Durbak recognized for teaching excellence


Assistant Teaching Professor Amanda Durbak was awarded the 2018 Provost’s Outstanding Junior Faculty Teaching Award.

The award, which comes with a $1000 prize, recognizes exceptional teaching to the university by an early career faculty member.

According to Durbak, her first concern when approaching any teaching situation is to engage the students. That’s why she uses “pool noodles” to teach meiosis, has ping pong balls to teach photosynthesis, has choreographed a phospholipid dance, shares news stories that relate to a science concept in class, and uses clickers to play a quiz-style game based on Jeopardy to have students practice for exams. If you want students to have a lasting memory of a concept and to apply that knowledge later on, she said, you have to give them a reason to genuinely be interested in the subject at hand. For Durbak, these student-centered, active learning techniques are what make her an effective teacher. Her students clearly agree.

S. Blake Greufe took cell biology, a high enrollment course for biological sciences majors, with Durbak.

“Dr. Durbak prepares students for the future,” Greufe said. “Many students who take Cell Biology plan to go on to a career in a health-related field. Knowing this, Dr. Durbak frequently used questions from the MCAT, DAT, and other entrance exams in her class to help us work on critical thinking skills and to develop a higher level of understanding of each topic. This teaching strategy has personally served me well, because I am one of those students.”

Alison Condra, who took introductory to biological sciences with Durbak her first semester at MU, said what impressed her most was Durbak’s effort to engage students personally, even in a large enrollment class.

“Going into college, I was worried about the lecture halls feeling overwhelmingly large. Dr. Durbak, however, put me at ease right away and showed that size doesn’t have to matter,” wrote Condra. “I feel blessed to have had Dr. Durbak during my first semester of college. She showed me that the teachers at Mizzou really care for their students.”

It’s not just students who recognize Durbak’s talent for engaging students in their own learning. Bethany Stone is a teaching professor in biological sciences who is the recipient of many teaching honors. Engaging 300+ students with varied backgrounds and interests in science is a challenging task that, Stone said, Durbak has embraced in a “scholarly” way.

“Dr. Durbak has spent a large amount of time finding vetted educational resources and learning about evidence-based teaching practices. She is thoughtful in her approaches and gathers information about an approach before using it in class,” Stone said. “She works to learn as well as teach.”
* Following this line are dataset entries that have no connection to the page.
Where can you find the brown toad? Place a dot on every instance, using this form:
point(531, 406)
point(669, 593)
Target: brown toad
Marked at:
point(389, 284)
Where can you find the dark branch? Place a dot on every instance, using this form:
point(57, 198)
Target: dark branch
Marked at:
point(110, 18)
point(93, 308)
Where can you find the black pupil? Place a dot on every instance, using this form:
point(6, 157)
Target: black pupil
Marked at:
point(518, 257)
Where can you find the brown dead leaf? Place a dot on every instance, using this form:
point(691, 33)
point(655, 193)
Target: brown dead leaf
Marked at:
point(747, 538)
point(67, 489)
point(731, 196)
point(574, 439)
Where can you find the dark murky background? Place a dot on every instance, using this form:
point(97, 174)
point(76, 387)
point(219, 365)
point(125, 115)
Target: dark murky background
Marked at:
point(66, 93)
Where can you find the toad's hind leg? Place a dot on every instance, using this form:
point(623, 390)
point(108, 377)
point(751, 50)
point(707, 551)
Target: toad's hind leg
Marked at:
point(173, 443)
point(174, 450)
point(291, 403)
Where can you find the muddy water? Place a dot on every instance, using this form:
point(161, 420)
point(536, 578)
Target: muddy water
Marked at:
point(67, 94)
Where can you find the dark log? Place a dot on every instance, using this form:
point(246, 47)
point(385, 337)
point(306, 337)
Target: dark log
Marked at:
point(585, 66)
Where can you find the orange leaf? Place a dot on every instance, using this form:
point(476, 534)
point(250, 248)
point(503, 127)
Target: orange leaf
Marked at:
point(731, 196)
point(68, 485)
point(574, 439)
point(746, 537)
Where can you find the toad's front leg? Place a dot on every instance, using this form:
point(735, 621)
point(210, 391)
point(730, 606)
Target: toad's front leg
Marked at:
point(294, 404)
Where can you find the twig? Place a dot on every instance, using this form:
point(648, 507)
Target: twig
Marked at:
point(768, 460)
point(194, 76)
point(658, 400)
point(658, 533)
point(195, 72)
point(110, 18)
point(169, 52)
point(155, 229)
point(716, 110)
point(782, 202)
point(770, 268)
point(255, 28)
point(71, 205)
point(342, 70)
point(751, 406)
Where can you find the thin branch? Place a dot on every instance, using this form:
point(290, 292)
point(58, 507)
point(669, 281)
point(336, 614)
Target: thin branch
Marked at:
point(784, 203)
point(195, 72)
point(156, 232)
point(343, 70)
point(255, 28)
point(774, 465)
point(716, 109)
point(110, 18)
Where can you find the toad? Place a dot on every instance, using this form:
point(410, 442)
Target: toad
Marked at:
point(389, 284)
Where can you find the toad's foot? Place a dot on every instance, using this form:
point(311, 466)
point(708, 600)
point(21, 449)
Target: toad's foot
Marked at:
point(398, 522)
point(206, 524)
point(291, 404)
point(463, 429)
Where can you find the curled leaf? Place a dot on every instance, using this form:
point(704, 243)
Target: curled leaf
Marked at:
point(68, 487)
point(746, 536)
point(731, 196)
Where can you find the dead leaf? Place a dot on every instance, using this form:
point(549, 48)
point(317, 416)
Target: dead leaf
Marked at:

Two years ago, Durbak approached Professor Jim Schoelz with the Division of Plant Sciences about helping to co-teach a graduate-level course on plant stress biology. Durbak, who was trained as a developmental plant biologist, wanted to stay current with plant research and also interact regularly with graduate students. Like Stone, Schoelz said Durbak’s engagement in her own learning is what makes her an outstanding teacher.

“I am truly impressed with her love of learning and with her desire to share her insights with the students in the class,” Schoelz said. “She has all the hallmarks of an outstanding teacher: a deep knowledge base, an interest in her own continued learning, and is very approachable and empathetic towards students.”

“I’ve always been very grateful to be a part of the Division of Biological Sciences and to get to work with such wonderful and talented colleagues and students,” said Durbak. “Knowing that my colleagues and students appreciate my teaching contributions to the Mizzou community makes it that much more rewarding.”

Durbak’s teaching has been recognized at a national level with an invitation to attend the prestigious Howard Hughes Medical Institute’s Summer Institute on Scientific Training for Undergraduate STEM Education in 2016.